The Ancient Egyptians believed in animal-worship. The Egyptian cats was sacred throughout the whole of Egypt, and woe to the man who injured them! Cats were not only protected by the people but also by the law. If a human killed a feline, either intentionally or unintentionally, the person was sentenced to death. A Roman delegate who accidentally caused the death of a cat was immediately lynched by the enraged populace. In any house where a cat or a dog died, the inmates were expected to mourn for them as for a relation. Both cats and the other sacred animals were carefully embalmed after death, and their bodies were interred in sacred cemeteries.
History of Ancient Egyptian Cats
The domestication of Ancient Egyptian cats is believed to date as far back as 3000BC. The first domesticated Egyptian cats in Egypt were used for warding off snakes and rodents. There are two species of cats which are native to Egypt are as follows:
- Felis chaus - the tan colored swamp or jungle cat
- Felis silvestris libyca - the African wild cat
The Egyptian Cat becomes a God
However, with the popularity of animal worship, the cat became more to the Egyptians than just a normal animal and amulets were worn showing cats as protection against everyday problems. Cats then began to appear as coffin decorations. Cats were said to accompany the Sun God on the descent into the Underworld at every dusk of the day and the feline then became associated with the daughters of the Sun God. The cat then became a god. The earliest feline goddess recorded was called Mafdet and is described in the Pyramid Texts as killing a serpent with her claws but the most famous goddess associated with felines was the goddess Bastet.

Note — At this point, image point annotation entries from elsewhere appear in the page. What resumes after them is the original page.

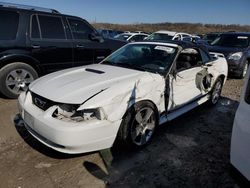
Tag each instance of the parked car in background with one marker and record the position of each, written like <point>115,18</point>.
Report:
<point>35,41</point>
<point>131,37</point>
<point>109,33</point>
<point>169,35</point>
<point>210,37</point>
<point>144,84</point>
<point>240,142</point>
<point>236,48</point>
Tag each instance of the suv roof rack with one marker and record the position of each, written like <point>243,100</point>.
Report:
<point>27,7</point>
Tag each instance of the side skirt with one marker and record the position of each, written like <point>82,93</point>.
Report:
<point>172,115</point>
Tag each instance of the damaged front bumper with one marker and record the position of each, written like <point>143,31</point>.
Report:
<point>66,137</point>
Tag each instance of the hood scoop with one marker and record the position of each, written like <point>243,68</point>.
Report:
<point>94,71</point>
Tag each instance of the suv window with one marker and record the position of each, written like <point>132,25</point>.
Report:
<point>188,59</point>
<point>8,25</point>
<point>80,30</point>
<point>35,33</point>
<point>205,56</point>
<point>51,27</point>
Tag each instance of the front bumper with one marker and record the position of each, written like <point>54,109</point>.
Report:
<point>66,137</point>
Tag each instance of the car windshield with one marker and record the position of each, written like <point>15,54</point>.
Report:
<point>122,36</point>
<point>144,57</point>
<point>159,36</point>
<point>231,41</point>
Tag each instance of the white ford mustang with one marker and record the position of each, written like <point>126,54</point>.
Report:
<point>123,98</point>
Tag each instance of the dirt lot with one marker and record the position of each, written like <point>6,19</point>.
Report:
<point>191,151</point>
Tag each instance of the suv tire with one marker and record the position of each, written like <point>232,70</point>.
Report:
<point>15,78</point>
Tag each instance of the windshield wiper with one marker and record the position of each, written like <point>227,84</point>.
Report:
<point>133,66</point>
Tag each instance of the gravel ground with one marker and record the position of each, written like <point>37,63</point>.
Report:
<point>191,151</point>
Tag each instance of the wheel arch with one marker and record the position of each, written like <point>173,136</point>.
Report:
<point>144,101</point>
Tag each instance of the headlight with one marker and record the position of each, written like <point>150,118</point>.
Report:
<point>235,56</point>
<point>70,113</point>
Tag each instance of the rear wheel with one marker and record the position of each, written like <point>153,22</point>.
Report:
<point>138,126</point>
<point>15,78</point>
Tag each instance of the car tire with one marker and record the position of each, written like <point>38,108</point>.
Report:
<point>216,92</point>
<point>138,126</point>
<point>244,70</point>
<point>15,78</point>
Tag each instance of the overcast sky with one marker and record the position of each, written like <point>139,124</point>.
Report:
<point>151,11</point>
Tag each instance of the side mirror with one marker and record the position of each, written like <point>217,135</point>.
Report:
<point>96,37</point>
<point>209,64</point>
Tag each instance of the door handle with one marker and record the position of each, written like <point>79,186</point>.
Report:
<point>35,46</point>
<point>79,46</point>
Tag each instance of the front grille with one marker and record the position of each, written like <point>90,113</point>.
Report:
<point>41,102</point>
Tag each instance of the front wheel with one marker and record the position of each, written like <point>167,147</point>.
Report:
<point>216,92</point>
<point>138,126</point>
<point>15,78</point>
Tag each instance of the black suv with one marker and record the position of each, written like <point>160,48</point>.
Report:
<point>236,48</point>
<point>35,41</point>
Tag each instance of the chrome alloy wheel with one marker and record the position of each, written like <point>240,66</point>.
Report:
<point>18,80</point>
<point>143,126</point>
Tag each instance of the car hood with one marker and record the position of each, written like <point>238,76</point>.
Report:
<point>224,50</point>
<point>76,85</point>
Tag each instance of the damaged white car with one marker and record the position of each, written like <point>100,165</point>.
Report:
<point>123,98</point>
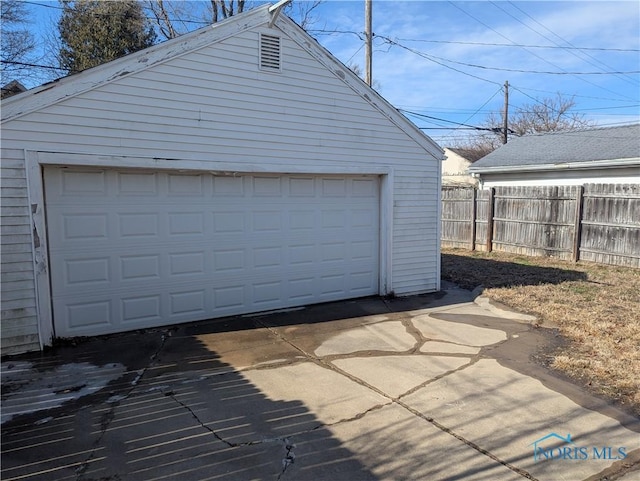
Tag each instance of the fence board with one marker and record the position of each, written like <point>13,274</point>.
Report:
<point>611,224</point>
<point>599,223</point>
<point>457,205</point>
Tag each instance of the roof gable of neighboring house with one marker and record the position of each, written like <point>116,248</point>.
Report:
<point>54,92</point>
<point>605,147</point>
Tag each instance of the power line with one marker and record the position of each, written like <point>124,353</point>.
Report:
<point>502,69</point>
<point>24,64</point>
<point>527,50</point>
<point>568,49</point>
<point>519,45</point>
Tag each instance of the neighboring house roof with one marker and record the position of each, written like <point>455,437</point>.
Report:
<point>584,149</point>
<point>468,154</point>
<point>66,87</point>
<point>12,88</point>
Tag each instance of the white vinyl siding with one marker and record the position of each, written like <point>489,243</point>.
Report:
<point>19,320</point>
<point>215,105</point>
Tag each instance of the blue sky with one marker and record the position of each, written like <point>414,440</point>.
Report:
<point>450,60</point>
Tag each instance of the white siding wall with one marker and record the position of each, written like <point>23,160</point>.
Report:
<point>17,295</point>
<point>215,105</point>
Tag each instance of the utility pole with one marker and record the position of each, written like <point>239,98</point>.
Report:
<point>505,123</point>
<point>368,41</point>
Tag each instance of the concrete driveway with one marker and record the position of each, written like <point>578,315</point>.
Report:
<point>432,387</point>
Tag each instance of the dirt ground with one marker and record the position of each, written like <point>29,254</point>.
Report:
<point>594,307</point>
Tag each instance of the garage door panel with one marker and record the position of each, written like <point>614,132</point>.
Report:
<point>155,248</point>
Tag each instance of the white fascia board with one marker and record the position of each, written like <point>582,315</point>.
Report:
<point>66,87</point>
<point>212,167</point>
<point>594,164</point>
<point>344,73</point>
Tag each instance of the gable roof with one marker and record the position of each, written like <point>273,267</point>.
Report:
<point>50,93</point>
<point>603,147</point>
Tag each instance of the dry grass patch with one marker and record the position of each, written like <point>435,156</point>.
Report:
<point>595,307</point>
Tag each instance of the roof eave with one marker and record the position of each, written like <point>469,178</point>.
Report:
<point>358,85</point>
<point>72,85</point>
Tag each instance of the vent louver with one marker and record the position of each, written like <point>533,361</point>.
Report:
<point>269,52</point>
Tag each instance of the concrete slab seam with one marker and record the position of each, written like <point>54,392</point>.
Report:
<point>326,365</point>
<point>443,428</point>
<point>110,415</point>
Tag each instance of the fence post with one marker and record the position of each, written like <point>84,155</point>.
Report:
<point>489,245</point>
<point>575,254</point>
<point>473,219</point>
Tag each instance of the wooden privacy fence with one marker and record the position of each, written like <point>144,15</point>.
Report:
<point>595,222</point>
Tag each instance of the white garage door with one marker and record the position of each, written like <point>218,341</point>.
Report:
<point>132,249</point>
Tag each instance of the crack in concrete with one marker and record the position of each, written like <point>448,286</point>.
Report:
<point>108,417</point>
<point>323,363</point>
<point>289,457</point>
<point>471,444</point>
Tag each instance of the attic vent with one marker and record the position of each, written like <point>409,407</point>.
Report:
<point>270,52</point>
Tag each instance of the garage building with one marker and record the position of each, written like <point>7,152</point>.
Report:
<point>239,168</point>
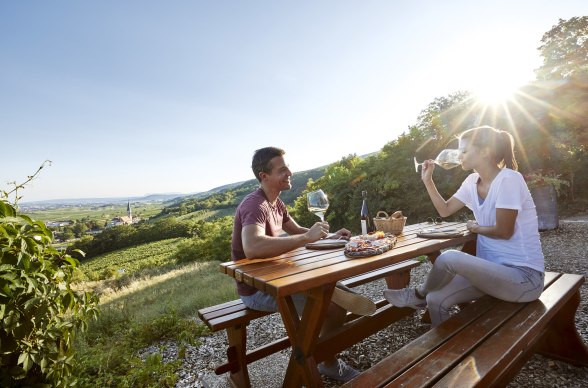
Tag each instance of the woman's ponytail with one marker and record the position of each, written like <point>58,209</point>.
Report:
<point>501,143</point>
<point>507,150</point>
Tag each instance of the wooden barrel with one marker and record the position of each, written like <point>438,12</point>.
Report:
<point>545,199</point>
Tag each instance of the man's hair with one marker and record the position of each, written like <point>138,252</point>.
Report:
<point>262,160</point>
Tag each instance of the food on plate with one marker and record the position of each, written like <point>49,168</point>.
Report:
<point>369,244</point>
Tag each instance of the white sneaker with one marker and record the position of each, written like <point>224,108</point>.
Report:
<point>405,297</point>
<point>352,301</point>
<point>341,372</point>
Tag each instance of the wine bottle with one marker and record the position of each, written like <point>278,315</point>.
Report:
<point>367,224</point>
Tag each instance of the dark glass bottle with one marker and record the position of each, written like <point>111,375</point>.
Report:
<point>367,223</point>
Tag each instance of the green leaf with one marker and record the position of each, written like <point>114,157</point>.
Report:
<point>26,361</point>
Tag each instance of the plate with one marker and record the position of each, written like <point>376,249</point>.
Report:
<point>439,233</point>
<point>359,247</point>
<point>326,244</point>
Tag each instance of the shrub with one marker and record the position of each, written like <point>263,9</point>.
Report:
<point>39,312</point>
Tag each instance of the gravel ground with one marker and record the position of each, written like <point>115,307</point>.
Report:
<point>565,250</point>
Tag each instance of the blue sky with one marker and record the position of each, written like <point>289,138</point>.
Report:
<point>129,98</point>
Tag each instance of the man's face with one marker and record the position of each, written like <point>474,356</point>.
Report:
<point>279,177</point>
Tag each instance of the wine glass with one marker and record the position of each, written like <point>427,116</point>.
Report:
<point>318,203</point>
<point>447,159</point>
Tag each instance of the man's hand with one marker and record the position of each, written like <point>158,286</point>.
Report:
<point>341,234</point>
<point>317,231</point>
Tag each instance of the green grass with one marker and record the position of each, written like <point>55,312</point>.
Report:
<point>153,305</point>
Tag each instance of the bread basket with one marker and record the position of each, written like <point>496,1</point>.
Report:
<point>387,224</point>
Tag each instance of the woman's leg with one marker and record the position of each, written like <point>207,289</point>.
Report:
<point>507,283</point>
<point>440,302</point>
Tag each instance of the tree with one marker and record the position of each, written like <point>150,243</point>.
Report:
<point>564,49</point>
<point>39,312</point>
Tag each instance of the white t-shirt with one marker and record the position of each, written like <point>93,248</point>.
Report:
<point>507,191</point>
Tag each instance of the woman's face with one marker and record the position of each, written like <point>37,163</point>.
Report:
<point>469,155</point>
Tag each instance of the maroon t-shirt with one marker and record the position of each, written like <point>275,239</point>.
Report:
<point>255,209</point>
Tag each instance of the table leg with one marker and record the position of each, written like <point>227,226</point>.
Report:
<point>304,334</point>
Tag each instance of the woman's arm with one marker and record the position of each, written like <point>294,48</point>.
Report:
<point>504,228</point>
<point>444,208</point>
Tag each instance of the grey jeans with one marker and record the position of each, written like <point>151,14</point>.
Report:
<point>458,277</point>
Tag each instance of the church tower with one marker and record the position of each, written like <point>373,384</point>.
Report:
<point>129,212</point>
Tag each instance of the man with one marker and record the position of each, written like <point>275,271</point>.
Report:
<point>261,222</point>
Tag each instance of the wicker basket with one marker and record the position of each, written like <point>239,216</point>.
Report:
<point>389,225</point>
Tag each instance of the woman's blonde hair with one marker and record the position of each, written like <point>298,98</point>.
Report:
<point>501,143</point>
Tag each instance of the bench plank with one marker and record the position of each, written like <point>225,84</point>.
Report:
<point>234,317</point>
<point>453,356</point>
<point>409,355</point>
<point>490,364</point>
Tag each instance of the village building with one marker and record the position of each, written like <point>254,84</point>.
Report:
<point>123,220</point>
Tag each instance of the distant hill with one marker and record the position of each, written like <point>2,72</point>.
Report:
<point>68,202</point>
<point>173,200</point>
<point>229,196</point>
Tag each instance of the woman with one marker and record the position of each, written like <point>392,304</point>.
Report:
<point>509,262</point>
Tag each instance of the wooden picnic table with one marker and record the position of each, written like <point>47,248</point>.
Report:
<point>315,273</point>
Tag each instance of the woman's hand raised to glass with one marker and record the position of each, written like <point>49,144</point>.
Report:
<point>427,170</point>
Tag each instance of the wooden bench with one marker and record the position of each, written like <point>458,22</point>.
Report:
<point>488,342</point>
<point>234,317</point>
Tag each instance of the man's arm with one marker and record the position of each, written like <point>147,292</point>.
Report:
<point>257,245</point>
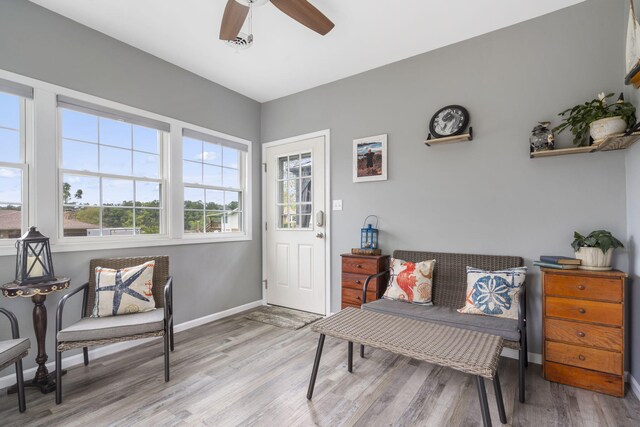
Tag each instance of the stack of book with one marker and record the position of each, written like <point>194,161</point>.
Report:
<point>559,262</point>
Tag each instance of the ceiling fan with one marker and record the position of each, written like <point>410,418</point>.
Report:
<point>236,11</point>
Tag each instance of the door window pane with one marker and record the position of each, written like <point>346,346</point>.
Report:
<point>294,201</point>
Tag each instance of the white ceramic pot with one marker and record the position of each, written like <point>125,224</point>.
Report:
<point>594,258</point>
<point>605,127</point>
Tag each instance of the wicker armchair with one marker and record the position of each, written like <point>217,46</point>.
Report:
<point>90,331</point>
<point>11,352</point>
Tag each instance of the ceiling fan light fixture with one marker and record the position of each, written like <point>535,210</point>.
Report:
<point>241,42</point>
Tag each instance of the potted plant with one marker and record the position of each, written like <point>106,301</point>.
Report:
<point>595,250</point>
<point>598,117</point>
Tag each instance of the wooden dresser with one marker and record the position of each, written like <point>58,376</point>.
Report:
<point>583,329</point>
<point>355,270</point>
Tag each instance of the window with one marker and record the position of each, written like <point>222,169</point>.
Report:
<point>294,191</point>
<point>112,177</point>
<point>13,167</point>
<point>214,184</point>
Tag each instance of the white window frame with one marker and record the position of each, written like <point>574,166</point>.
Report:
<point>164,172</point>
<point>43,186</point>
<point>244,183</point>
<point>26,141</point>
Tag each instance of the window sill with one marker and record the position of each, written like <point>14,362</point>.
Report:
<point>107,243</point>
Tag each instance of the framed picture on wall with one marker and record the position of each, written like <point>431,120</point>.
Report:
<point>370,159</point>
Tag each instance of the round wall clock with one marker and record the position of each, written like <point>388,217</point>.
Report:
<point>448,121</point>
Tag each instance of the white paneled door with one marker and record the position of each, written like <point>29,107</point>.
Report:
<point>295,225</point>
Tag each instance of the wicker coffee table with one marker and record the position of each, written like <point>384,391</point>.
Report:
<point>472,352</point>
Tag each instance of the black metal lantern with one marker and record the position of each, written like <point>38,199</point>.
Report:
<point>33,262</point>
<point>369,234</point>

The Egyptian Cat God - the Goddess Bastet (aka Bast) and the Goddess Sekmet
The history of the Egyptian cat god achieved cult status due to the rise of the city of Bubastis in the eastern Delta during the 22nd dynasty. The goddess adopted by the city was Bastet who was depicted with the body of a woman and the head of a cat, or lioness. The symbols of the Egyptian cat goddess Bastet were the cat, lioness, sistrum and Udjat (the Eye of Horus). The feline goddess Bastet was worshipped as the life giving god of fire, cats, the home and pregnant women. In Egyptian religion the evil counterpart of Bastet was the goddess Sekhmet who represented the destructive force of the feline and worshipped as the goddess of war and pestilence.
The Cat in Ancient Egyptian History
Cats in Ancient Egyptian History was worshipped as a goddess during the periods associated with animal cults. Every home in Bubastis would have a small shrine to the goddess Bastet as a protector of the home. Temples were built in honor of Bastet and the forms of worship included burying mummified cats in her honor in a massive cat cemetery near the temple. The death of a feline was treated seriously by these Ancient Egyptians. When a cat died the members of the family would shave off their eyebrows as a sign of mourning. Arrangements would then be made for the dead animal to be embalmed and mummified and then buried.
Egyptian Cat Mummies
The process of mummification was extended to cats in Ancient Egypt. The process of mummification included:
- Removal of the Organs, except the heart
- The body was dried out using Natron salt and packed with sand
- The Greek historian, Diodorus recorded that "Cedar oil and such spices as have the quality of imparting a pleasant odour and of preserving the body for a long time, they lay it away in a consecrated tomb."
- The body of the feline was placed in a sitting position with with the forelegs lying down the front and the hind legs drawn up beside the pelvis
- The body of the feline was elaborately wrapped
- Facial details or decorations were painted on the wrappings as it was important that the mummy's head should resemble a living cat
The Cat Cult in Ancient Egyptian History
The cult of the cat and the goddess Bastet changed over the years and cats began to be raised for the specific purpose as offerings to the goddess. Cat mummies were sold to people and these would be left at the temple as an offering to the god. This change led to the killing of hundreds of thousands of Egyptian cats.